I spoke to a remarkable woman forty years ago when I was doing freelance work for a polling firm in Washington D.C. It wasn’t civic or political commitment that motivated me; I was just an undergraduate who needed some extra pocket money. I didn’t know or really care who had commissioned the survey, though from the list of questions, I later surmised that it was the Republican Party.
The script required us first to ask the name of the current president and vice president—then Jimmy Carter and Walter Mondale—presumably to establish the respondent’s level of engagement and awareness. But that was already almost too much for my interlocutor. “Oh, gosh,” she said, her voice quivering, “I don’t actually know that. I think I knew the last two but I’m not sure who it is now.”
I could tell that she wanted me to give her a hint. After all, she was failing the most basic quiz in American civics, and she was audibly embarrassed. But she was kind and generous too, explaining that she wanted to help, but with all the work on the farm there just wasn’t enough time to follow politics as much as she would like. She hazarded a few guesses, but not correctly. “Could we go on and maybe come back to that question?” Probably going too far (from the perspective of my employer), I told her not to worry about it, that I understood.
And I did. As it happened, I was calling residents of rural northern Michigan, a place I’d known since my childhood, when my parents bought an abandoned one-room schoolhouse there and converted it into a summer cottage. My five siblings and I spent countless happy hours on the neighboring farms. We played in the steaming haymows and among the gravestones of the township cemetery, and swam in the freezing water that filled the excavations at the gravel quarry. I came to know the routine of farm life: play, but only after the work is done, and no real vacations, because the cows have to be milked twice a day, every day. The bone-chilling waters of the quarry were tolerable only because we were always so sweaty and dirty from sharing in the work of hoeing beans, milking cows, and baling hay.
Listening to the woman on the other end of the line that night, I couldn’t help picturing our farmer friends’ mother, Mrs. Guza, who served us plates of eggs and stacks of toasted homemade bread after morning chores whenever we spent the night. She worked nonstop all day through dinner, which ended only after we had pushed our chairs neatly up to the table, knelt in place, and prayed a decade of the rosary together. She and the girls started us off on each “Hail Mary,” and the deeper voices of Mr. Guza and the boys joined in about halfway through, taking over the second half. We prayed our parts according to our gender in lilting rounds, reassuring in their dusky rhythms. Day was done at long last; but at that point, you didn’t have much energy for anything but bed. We used to joke that it would be hard to get in trouble on the farm. There was just no time or surplus energy.
So when was my respondent—the woman on the line from northern Michigan—supposed to brush up on politics? She humbly regretted her knowledge gap; I consoled her again; and we ended the call. I’m not sure if it ever qualified as suitable data for the poll. She has stayed with me all these years. Her generosity and honesty cheer me still; her political illiteracy continues to make me uneasy about the American electorate.

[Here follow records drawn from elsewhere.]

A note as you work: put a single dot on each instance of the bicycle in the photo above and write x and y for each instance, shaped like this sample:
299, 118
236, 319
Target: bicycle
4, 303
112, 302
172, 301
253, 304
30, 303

One of my required courses at Georgetown that year was in political theory, and I remember secretly wondering if some of those classical philosophers notoriously wary of democracy might be right after all. Are “the people” up to it? How many others like that woman are out there? I was torn, but only secretly, of course, because these are questions one dare not ask publicly without seeming an ogre. Simply to pose the question is an abomination to many, perhaps particularly to liberals, because it flushes into the open things we’d rather not talk about. To raise the question about others’ educational status—to imply that some minimum fund of civic education may be necessary for successful participation in our democracy—is taboo, because it touches upon the class differences that have discomfited Americans since the founding of this country, and the very economic disparities that may explain the current divide in American politics.
Barely articulated, let alone carefully considered, the concern about civic ignorance tends to evoke forceful objections, rapidly snowballing beyond the issue itself. What, you want to introduce a literacy test? (For the record: no, I really don’t.) What, you assume that education goes hand-in-hand with democracy? (This is where I would be reminded of all the PhD’s in the Nazi party.) Or finally: Are you really so naive to think that civic education will reduce partisan fractiousness? (Again, no.)
But most damning of all—from an American perspective, at least—is the way in which the question becomes incontrovertible proof that the inquirer is after all an unreconstructed elitist, an enemy of democracy, who mistrusts the inborn wisdom of the common people. To even speak of ignorance not your own is just bad manners, possibly worse.
Privately, over a beer, I can get people to admit the problem, especially if I formulate it euphemistically. So let’s call it a “civics deficit” instead of ignorance. My liberal friends assure me that it is merely a symptom, and will resolve on its own once we’ve addressed the great issues of the day: the corrosive influence of money in politics, or the real behemoth of “shareholder primacy” capitalism—the unfettered, neoliberal incarnation that has brought about unprecedented wealth and income disparities in this country and around the world.